Depuis 1996, les émissions moyennes de CO2 liées aux carburants n'ont cessé de baisser, en grande partie grâce à l'utilisation des biocarburants. Les nouvelles voitures immatriculées en Suisse émettaient moins de CO2 chaque année.
Mais la tendance s'est inversée en 2017, selon une enquête du Tages-Anzeiger, publiée mardi. Pour la première fois depuis le début des statistiques en 1996, le CO2 émis des véhicules a augmenté de 0,4% en 2017 et 3% en 2018. Et il ne s'agissait pas d'un dérapage unique, au contraire.
Avec des émissions de 138 grammes de CO2 par kilomètre en 2018, les émissions dépassaient de 4 grammes celles de l'année précédente, selon les chiffres d'Auto-Suisse, l'Association des importateurs suisses d'automobiles.
49% des voitures vendues en 2018 étaient des 4x4
Cette augmentation s'explique notamment par la baisse des ventes de voitures diesel après le scandale du dieselgate. Les voitures diesel expulsent certes plus d'oxyde d'azote, mais émettent jusqu'à 15% de CO2 en moins que l'essence. Mais c'est surtout l'essor des véhicules 4x4 qui tire les émissions de CO2 vers le haut. Ces véhicules consomment en moyenne 10% de carburant en plus que la même voiture en deux roues motrices. Or, près d'une voiture sur deux vendue en 2018 était à 4 roues motrices. Cette proportion est un record, selon Auto-Suisse.
Une autre explication de cette forte augmentation en 2018 est un changement de méthode de calcul, survenu en septembre dernier: "Les nouveaux tests sont plus longs, les vitesses plus élevées, donc les émissions sont plus hautes", explique à la RTS le président d'Auto-Suisse François Launaz.
Contraire aux objectifs climatiques
Quoi qu'il en soit, cette augmentation va à l'encontre des objectifs climatiques de la Suisse fixés en 2015. Selon la loi sur le CO2, les émissions moyennes ne doivent pas dépasser les 130 grammes de CO2 par kilomètre. Une limite qui doit baisser à 95 grammes dès la fin 2020, afin de répondre aux exigences de la stratégie énergétique 2050, adoptée par le peuple en 2017.
Le Parlement avait prévu des amendes salées pour les importateurs, mais le Conseil fédéral a assoupli l'an dernier ces exigences (lire en encadré).

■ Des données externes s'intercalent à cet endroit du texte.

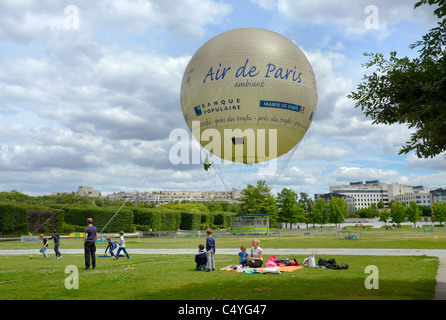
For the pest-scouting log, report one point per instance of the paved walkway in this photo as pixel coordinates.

Pour le conseiller aux Etats Jacques-André Maire, il s'agit d'un très mauvais signal: "Si on n'atteint pas les objectifs c'est par manque de volonté des milieux concernés, mais aussi par manque de volonté politique. Le rôle du Conseil fédéral serait de manifester une volonté politique beaucoup plus claire pour mettre en oeuvre les décisions du Parlement. Nous allons certainement intervenir pour demander que les sanctions qui ont été prévues soient effectivement appliquées dans les délais prévus dans les lois", souligne le socialiste neuchâtelois.
Feriel Mestiri et Julien Chiffelle
Des amendes assouplies
Il y a 10 ans, le Parlement a mis en place un dispositif de sanctions qui déresponsabilisait totalement l'acheteur de voiture polluante. On ne regarde plus alors les émissions de CO2 de chaque véhicule pour calculer la taxe, mais on fait la moyenne entre tous les véhicules vendus par la même marque ou le même groupe. Ce sont donc les achats de petits véhicules moins polluants qui permettent aux détenteurs de gros 4x4 à essence de ne pas payer trop de taxes.
Des amendes sont prévues pour les concessionnaires qui dépassent la moyenne. Mais elle est dérisoire. En 2016, par exemple, le groupe Mercedes a déboursé un peu moins de 200'000 francs, soit une amende de 7,50 francs pour chaque véhicule vendu par la marque allemande.
Mais cela pourrait changer, car dès 2020, la limite de CO2 par véhicule va baisser à 95 grammes par kilomètre. Les importateurs évoquent des amendes de l'ordre de 200 millions de francs. A Berne, on prépare à nouveau des mesures destinées à diminuer les amendes prévues sur les émissions de CO2.